South Korea Government wants to censor HTTPS traffics - salty_sauce
https://translate.google.com/translate?sl=auto&tl=en&u=http%3A%2F%2Fwww.mcst.go.kr%2Fweb%2Fs_notice%2Fpress%2FpressView.jsp%3FpSeq%3D16672
======
lifthrasiir
The attachment details on the method of censorship: basically a DNS-based
method for now, and will transition to an SNI-based method until 2019. Funnily
though there had been multiple successful investigations dealing with the
illegal copies of copyrighted works in South Korea.
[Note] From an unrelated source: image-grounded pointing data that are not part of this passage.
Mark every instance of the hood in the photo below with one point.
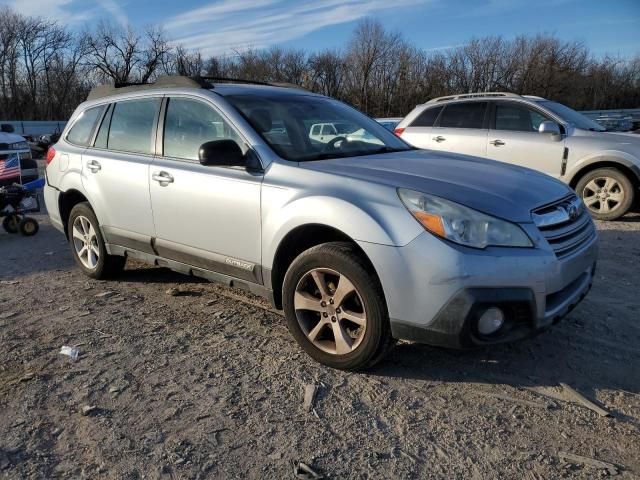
(495, 188)
(623, 141)
(10, 138)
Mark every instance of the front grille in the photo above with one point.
(566, 233)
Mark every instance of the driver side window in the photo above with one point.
(328, 130)
(518, 118)
(190, 123)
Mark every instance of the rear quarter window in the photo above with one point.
(463, 115)
(82, 129)
(427, 118)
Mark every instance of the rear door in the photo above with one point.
(514, 138)
(461, 128)
(205, 216)
(418, 132)
(115, 172)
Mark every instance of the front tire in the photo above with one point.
(606, 192)
(87, 245)
(10, 223)
(335, 307)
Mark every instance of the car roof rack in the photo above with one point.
(177, 81)
(474, 95)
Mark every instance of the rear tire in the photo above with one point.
(28, 226)
(87, 245)
(607, 193)
(347, 326)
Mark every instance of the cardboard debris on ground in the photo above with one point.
(309, 396)
(571, 393)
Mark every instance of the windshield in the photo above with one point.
(305, 128)
(574, 118)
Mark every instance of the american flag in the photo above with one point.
(10, 167)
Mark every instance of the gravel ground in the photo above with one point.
(209, 384)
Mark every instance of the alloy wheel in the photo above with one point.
(330, 311)
(85, 242)
(603, 195)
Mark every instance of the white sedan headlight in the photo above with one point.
(461, 224)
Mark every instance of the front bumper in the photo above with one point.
(436, 291)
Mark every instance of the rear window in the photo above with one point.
(80, 133)
(463, 115)
(427, 118)
(132, 124)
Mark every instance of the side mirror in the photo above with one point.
(221, 153)
(550, 128)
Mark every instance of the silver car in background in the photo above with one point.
(603, 167)
(360, 241)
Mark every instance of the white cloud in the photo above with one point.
(70, 12)
(226, 26)
(113, 8)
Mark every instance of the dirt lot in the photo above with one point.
(204, 385)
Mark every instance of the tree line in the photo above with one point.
(46, 69)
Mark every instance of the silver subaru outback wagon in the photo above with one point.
(361, 239)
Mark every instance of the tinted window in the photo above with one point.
(189, 124)
(132, 125)
(328, 130)
(517, 118)
(463, 115)
(80, 133)
(427, 118)
(103, 132)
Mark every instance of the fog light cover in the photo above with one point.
(490, 321)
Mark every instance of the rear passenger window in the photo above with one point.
(189, 124)
(427, 118)
(328, 130)
(132, 125)
(463, 115)
(80, 133)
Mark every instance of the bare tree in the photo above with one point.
(45, 70)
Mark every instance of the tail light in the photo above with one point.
(50, 154)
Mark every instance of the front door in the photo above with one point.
(205, 216)
(115, 172)
(514, 138)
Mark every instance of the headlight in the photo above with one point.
(19, 146)
(461, 224)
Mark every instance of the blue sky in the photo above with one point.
(225, 26)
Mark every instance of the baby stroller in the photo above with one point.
(16, 201)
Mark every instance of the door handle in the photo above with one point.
(164, 178)
(94, 166)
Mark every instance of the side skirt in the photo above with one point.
(185, 269)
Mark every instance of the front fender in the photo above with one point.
(383, 222)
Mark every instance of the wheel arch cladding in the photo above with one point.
(301, 239)
(633, 174)
(66, 201)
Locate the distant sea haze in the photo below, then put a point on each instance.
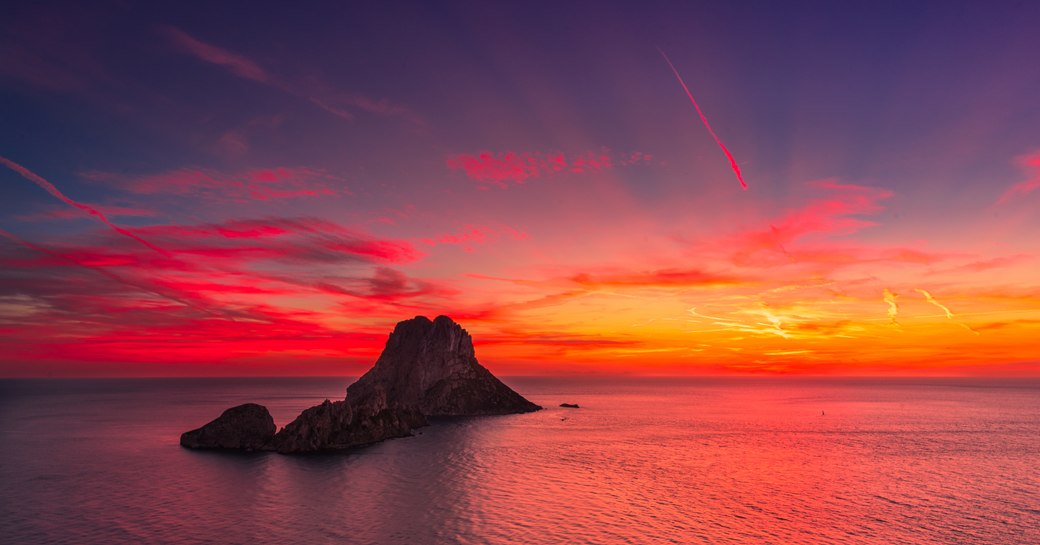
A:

This particular censorship
attempt is a result of the stronger demand from publishers to censor
problematic websites as soon as possible---a bit of questionable development.

------
peremen
As the main text is included in the HWP file of the original press release in
Korean, here is Google Translate link of archived cached copy of Google:

[https://translate.google.com/translate?hl=ko&sl=ko&tl=en&u=h...](https://translate.google.com/translate?hl=ko&sl=ko&tl=en&u=https%3A%2F%2Fweb.archive.org%2Fweb%2F20180502063013%2Fhttp%3A%2F%2Fwebcache.googleusercontent.com%2Fsearch%3Fq%3Dcache%3AkrC8jFYUnxQJ%3Awww.korea.kr%2Fcommon%2Fdownload.do%253FfileId%253D185942541%2526tblKey%253DGMN%2B)